Quick Setup of Flights Data to Learn SQL
I realize that if someone is completely new to SQL there may be some initial pain points trying to set up an environment and get going with actually learning SQL.
This article is a quick tutorial for how to setup and get going with the Kaggle 2015 Flight Delays and Cancellations Data.
For this setup you will need:
- Git installed on your machine
- Docker Compose Version 2 Installed (Or update the commands in the Makefile from docker compose to docker-compose)
- Have a Kaggle Account (Or know somebody who does that can download the data for you :-))
That’s it. Lets jump right in.
Go to the GitHub Repository https://github.com/MichaelShoemaker/sql_practice_flight_data
Click the Code button, choose HTTPS and copy the link.
On your local machine run
git clone https://github.com/MichaelShoemaker/sql_practice_flight_data.git
Now we need the data.
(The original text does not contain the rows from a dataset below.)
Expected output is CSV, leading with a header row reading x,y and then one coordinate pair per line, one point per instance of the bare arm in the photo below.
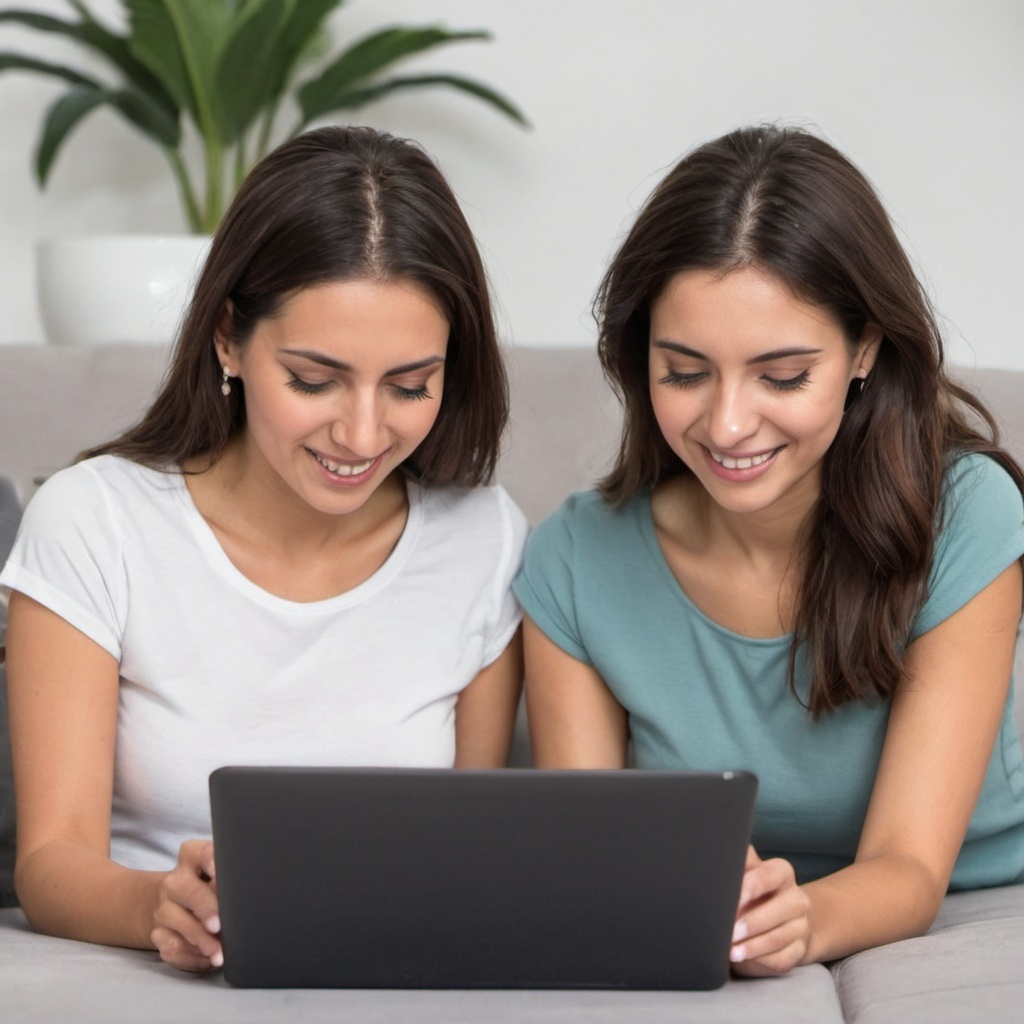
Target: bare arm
x,y
485,711
62,695
574,722
941,731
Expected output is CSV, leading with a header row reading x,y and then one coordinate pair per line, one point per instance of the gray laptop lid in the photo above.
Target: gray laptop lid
x,y
508,879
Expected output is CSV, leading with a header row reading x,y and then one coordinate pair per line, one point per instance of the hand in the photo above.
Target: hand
x,y
773,928
186,931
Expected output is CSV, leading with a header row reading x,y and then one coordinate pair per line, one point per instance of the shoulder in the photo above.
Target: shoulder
x,y
980,483
105,484
586,519
981,531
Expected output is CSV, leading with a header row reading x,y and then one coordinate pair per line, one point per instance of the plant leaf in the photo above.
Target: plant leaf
x,y
180,41
116,49
354,98
14,61
259,56
65,115
368,57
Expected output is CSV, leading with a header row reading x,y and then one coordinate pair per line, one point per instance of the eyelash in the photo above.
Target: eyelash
x,y
690,380
407,393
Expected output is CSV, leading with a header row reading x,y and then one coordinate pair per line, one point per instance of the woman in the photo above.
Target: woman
x,y
288,560
805,561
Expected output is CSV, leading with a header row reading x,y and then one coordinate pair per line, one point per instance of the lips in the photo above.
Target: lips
x,y
343,468
743,462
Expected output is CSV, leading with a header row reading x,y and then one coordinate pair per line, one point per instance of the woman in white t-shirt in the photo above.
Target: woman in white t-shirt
x,y
291,558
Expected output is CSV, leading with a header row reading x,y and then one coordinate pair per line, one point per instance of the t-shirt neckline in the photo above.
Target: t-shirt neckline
x,y
219,562
645,519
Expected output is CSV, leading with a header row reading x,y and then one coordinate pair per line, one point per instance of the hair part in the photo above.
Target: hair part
x,y
331,205
788,204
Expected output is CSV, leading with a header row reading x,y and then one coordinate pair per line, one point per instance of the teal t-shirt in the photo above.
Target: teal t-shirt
x,y
701,697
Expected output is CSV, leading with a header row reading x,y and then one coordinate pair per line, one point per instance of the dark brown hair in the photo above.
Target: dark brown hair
x,y
335,204
785,202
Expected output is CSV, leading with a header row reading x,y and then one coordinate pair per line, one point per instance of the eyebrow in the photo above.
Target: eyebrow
x,y
326,360
775,353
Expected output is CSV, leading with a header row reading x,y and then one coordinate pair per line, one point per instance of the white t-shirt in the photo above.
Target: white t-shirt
x,y
216,671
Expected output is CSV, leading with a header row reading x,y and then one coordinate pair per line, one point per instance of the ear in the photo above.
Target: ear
x,y
867,349
225,348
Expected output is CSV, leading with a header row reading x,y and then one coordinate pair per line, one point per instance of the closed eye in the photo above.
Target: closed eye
x,y
674,379
412,393
787,383
307,387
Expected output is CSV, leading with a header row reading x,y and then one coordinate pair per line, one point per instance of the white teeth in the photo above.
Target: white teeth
x,y
343,468
756,460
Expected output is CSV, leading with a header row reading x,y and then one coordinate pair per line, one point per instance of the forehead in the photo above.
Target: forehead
x,y
739,308
363,313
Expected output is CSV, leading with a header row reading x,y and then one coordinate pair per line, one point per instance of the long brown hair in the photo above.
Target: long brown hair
x,y
335,204
786,202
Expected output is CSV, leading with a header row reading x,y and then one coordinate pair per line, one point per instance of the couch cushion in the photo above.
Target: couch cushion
x,y
9,515
970,966
57,980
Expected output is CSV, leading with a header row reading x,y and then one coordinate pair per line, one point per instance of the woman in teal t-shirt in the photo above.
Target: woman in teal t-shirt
x,y
805,562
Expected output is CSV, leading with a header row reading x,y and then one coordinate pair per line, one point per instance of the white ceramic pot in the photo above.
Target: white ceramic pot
x,y
117,287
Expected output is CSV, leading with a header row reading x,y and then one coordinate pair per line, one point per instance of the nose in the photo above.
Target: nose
x,y
357,426
731,416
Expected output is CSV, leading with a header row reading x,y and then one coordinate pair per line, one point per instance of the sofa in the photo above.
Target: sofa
x,y
54,401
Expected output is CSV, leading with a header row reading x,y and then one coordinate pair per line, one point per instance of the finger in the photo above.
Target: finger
x,y
177,919
177,951
198,855
778,962
198,897
788,934
759,918
763,880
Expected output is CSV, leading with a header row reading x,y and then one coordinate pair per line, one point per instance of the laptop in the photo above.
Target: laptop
x,y
364,878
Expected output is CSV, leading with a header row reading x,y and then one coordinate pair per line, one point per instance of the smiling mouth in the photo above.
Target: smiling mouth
x,y
343,468
749,462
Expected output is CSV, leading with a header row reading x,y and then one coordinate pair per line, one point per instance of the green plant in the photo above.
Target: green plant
x,y
226,67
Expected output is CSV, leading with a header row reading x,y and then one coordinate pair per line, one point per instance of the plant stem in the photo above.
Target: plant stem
x,y
214,183
263,143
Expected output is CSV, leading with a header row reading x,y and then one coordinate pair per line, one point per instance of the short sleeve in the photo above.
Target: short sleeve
x,y
546,587
982,532
505,613
67,556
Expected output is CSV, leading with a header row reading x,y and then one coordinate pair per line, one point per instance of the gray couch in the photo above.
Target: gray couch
x,y
970,966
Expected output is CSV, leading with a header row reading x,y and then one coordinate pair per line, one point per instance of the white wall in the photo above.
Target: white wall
x,y
926,95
Head over to the Kaggle Flight Delay Data https://www.kaggle.com/datasets/usdot/flight-delays If you don’t have an account just create one. It’s free. Then Download the data and copy it to the data directory in the cloned repository.
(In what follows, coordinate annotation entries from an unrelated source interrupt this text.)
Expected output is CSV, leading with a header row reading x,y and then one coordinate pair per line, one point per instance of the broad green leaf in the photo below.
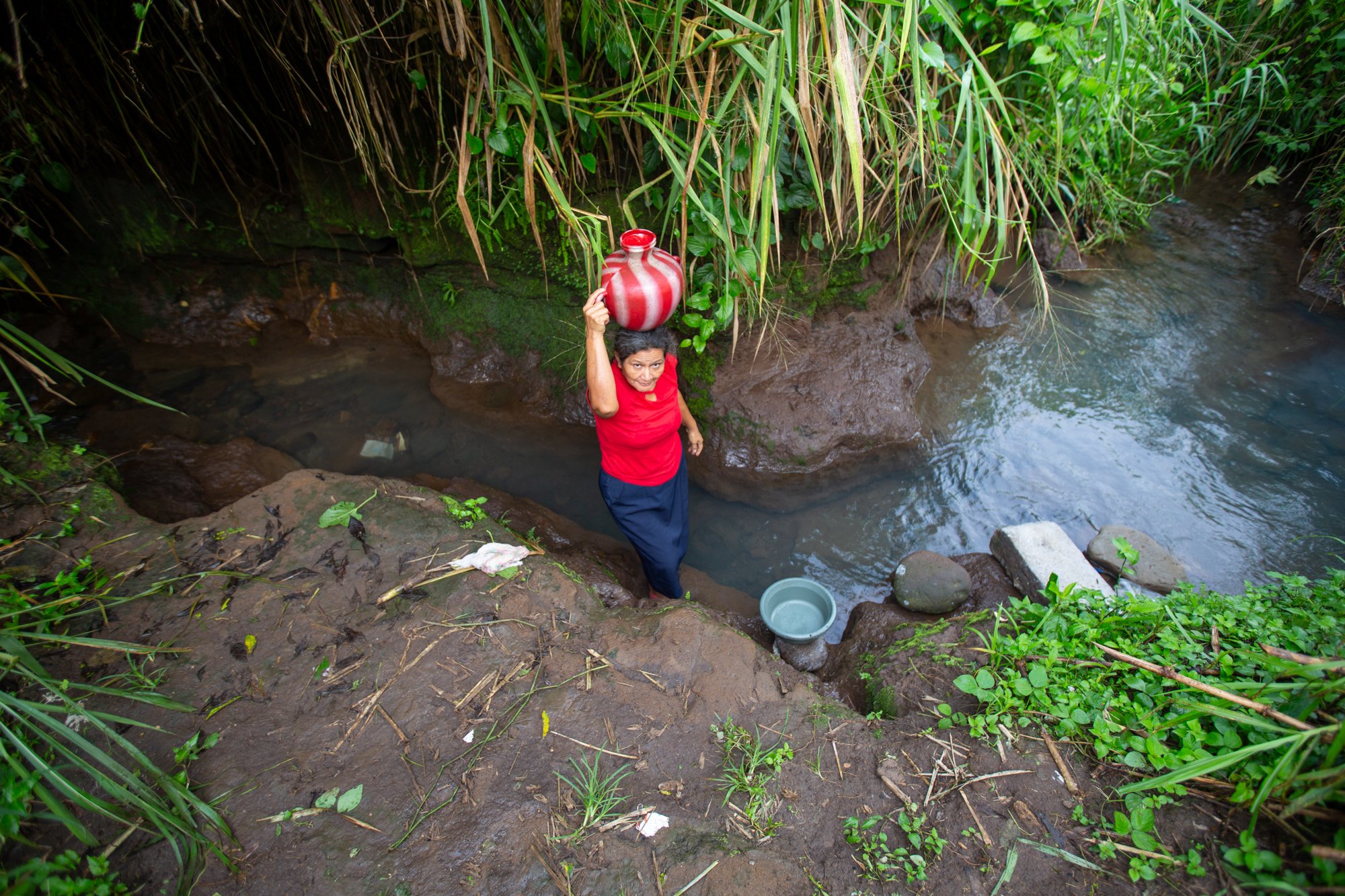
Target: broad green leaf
x,y
933,54
338,514
1042,56
349,801
1026,30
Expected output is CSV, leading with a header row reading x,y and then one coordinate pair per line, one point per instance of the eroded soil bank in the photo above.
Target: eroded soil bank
x,y
434,704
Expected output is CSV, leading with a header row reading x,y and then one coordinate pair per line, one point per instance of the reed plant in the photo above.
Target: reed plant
x,y
67,751
751,131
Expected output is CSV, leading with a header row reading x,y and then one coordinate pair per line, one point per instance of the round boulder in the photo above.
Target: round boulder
x,y
930,583
1156,569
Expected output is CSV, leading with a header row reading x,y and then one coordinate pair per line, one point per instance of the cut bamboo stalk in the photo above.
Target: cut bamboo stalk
x,y
1061,763
1172,674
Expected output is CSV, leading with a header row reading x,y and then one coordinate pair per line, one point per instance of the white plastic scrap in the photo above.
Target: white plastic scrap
x,y
493,557
652,823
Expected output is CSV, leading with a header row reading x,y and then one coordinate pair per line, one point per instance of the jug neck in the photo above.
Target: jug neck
x,y
638,243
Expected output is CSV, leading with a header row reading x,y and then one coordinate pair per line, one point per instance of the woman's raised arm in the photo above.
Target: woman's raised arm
x,y
598,368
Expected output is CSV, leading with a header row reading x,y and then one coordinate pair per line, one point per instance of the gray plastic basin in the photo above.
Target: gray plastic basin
x,y
798,610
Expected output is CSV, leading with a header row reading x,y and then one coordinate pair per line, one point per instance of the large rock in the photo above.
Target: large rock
x,y
930,583
1032,552
991,584
1156,569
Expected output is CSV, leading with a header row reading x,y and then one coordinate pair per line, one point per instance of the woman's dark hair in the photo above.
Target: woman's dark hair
x,y
629,342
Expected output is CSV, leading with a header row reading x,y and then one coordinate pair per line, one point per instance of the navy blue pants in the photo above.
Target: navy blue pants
x,y
658,522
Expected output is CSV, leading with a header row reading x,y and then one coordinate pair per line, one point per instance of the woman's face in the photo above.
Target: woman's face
x,y
644,369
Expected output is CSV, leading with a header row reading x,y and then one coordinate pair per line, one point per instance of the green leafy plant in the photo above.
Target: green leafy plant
x,y
466,513
748,767
344,512
886,862
334,799
61,874
599,795
1273,643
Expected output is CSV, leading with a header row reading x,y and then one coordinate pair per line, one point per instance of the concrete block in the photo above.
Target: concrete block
x,y
1032,552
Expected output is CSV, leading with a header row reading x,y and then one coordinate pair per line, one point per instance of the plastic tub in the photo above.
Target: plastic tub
x,y
798,610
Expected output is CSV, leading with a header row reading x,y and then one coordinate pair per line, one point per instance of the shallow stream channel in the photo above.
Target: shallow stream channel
x,y
1190,391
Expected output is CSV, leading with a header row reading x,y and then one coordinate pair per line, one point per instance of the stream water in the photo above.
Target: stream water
x,y
1190,392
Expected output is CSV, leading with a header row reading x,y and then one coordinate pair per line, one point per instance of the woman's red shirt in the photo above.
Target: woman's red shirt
x,y
641,443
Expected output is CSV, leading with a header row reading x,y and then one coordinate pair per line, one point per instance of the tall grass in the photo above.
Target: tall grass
x,y
67,751
742,130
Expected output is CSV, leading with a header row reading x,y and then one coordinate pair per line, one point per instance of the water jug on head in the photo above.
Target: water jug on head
x,y
644,283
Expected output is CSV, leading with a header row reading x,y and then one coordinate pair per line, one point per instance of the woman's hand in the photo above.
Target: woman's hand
x,y
695,442
597,315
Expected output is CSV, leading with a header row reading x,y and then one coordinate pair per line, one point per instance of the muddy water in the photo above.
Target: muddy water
x,y
1190,391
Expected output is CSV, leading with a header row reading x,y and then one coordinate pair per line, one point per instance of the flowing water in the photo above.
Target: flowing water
x,y
1190,392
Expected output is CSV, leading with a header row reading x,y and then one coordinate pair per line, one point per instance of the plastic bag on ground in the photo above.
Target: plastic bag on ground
x,y
493,557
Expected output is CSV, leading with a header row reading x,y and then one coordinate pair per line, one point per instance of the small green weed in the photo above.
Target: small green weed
x,y
63,876
748,768
601,797
466,513
344,512
888,864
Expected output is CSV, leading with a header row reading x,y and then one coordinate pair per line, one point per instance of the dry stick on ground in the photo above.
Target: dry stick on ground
x,y
556,733
1304,659
372,701
1061,763
985,837
658,874
1202,686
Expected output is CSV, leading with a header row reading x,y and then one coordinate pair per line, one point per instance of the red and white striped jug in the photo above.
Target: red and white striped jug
x,y
644,283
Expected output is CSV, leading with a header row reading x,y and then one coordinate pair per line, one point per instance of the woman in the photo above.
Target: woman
x,y
638,409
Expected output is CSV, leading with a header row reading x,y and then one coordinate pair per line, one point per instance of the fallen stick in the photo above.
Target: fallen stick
x,y
556,733
416,581
1061,763
1202,686
896,790
389,720
1304,659
1328,853
973,780
985,837
697,879
360,823
1136,850
372,701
Now from the root of the cloned repo execute
make up
Navigate to localhost:8080 and login with username admin@admin.com and the password root.
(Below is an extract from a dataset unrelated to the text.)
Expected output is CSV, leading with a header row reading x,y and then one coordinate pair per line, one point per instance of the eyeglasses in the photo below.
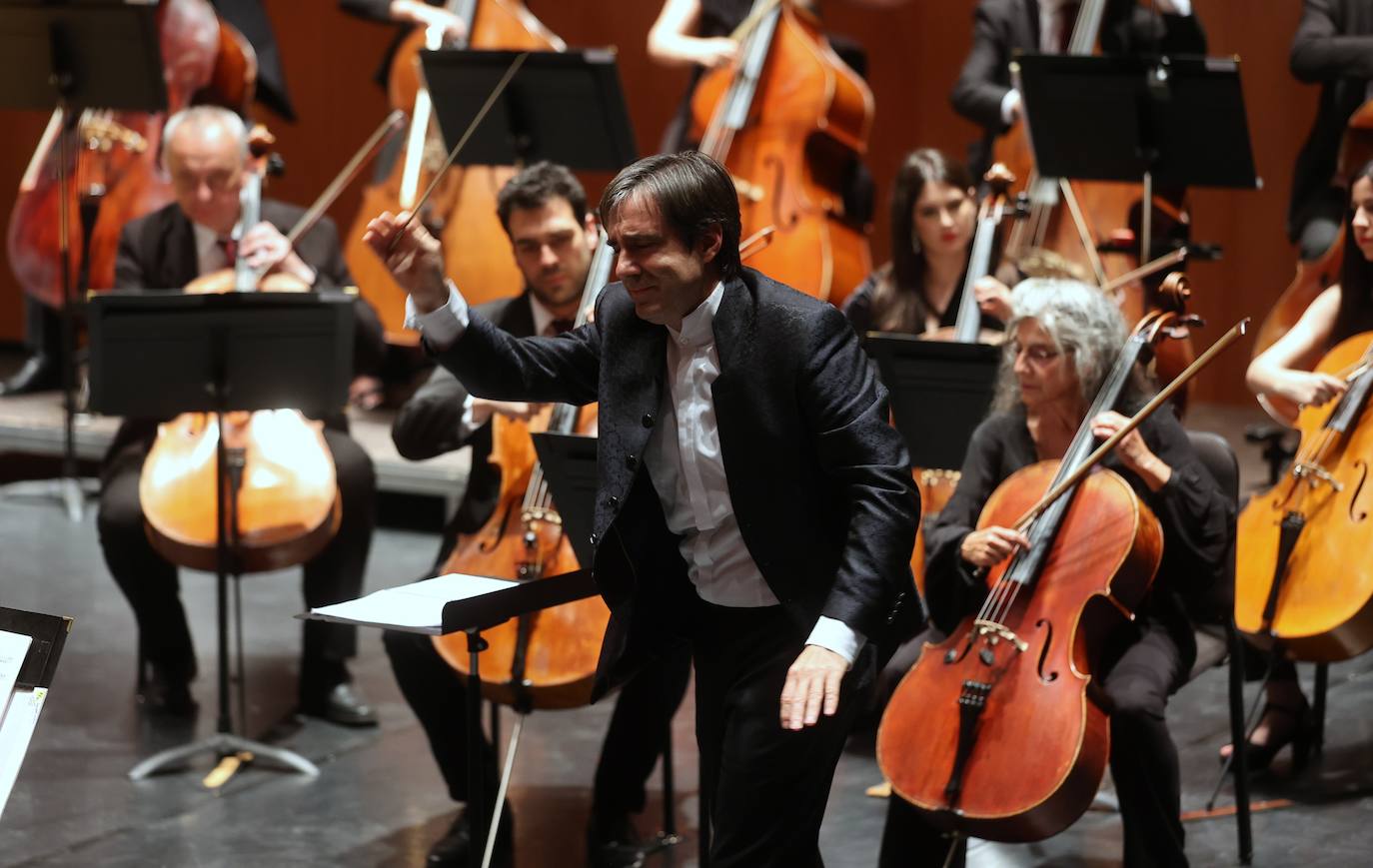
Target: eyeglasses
x,y
1038,354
Once logged in right click on Server, highlight register and choose Server
You can call the server whatever you want. In my case I just used flights.
Then in the Connection tab enter database for the host and use root for the Username and Password
Once connected you will notice that there is a flights database, but no data.
In the root of your directory run
make load-data
You may need to right click on tables and choose Refresh. You should now see the tables populated.
Go to tools at the top and choose Query Tool
You just need to hit the little play button to execute the queries you write.
You are now free to walk about the cabin.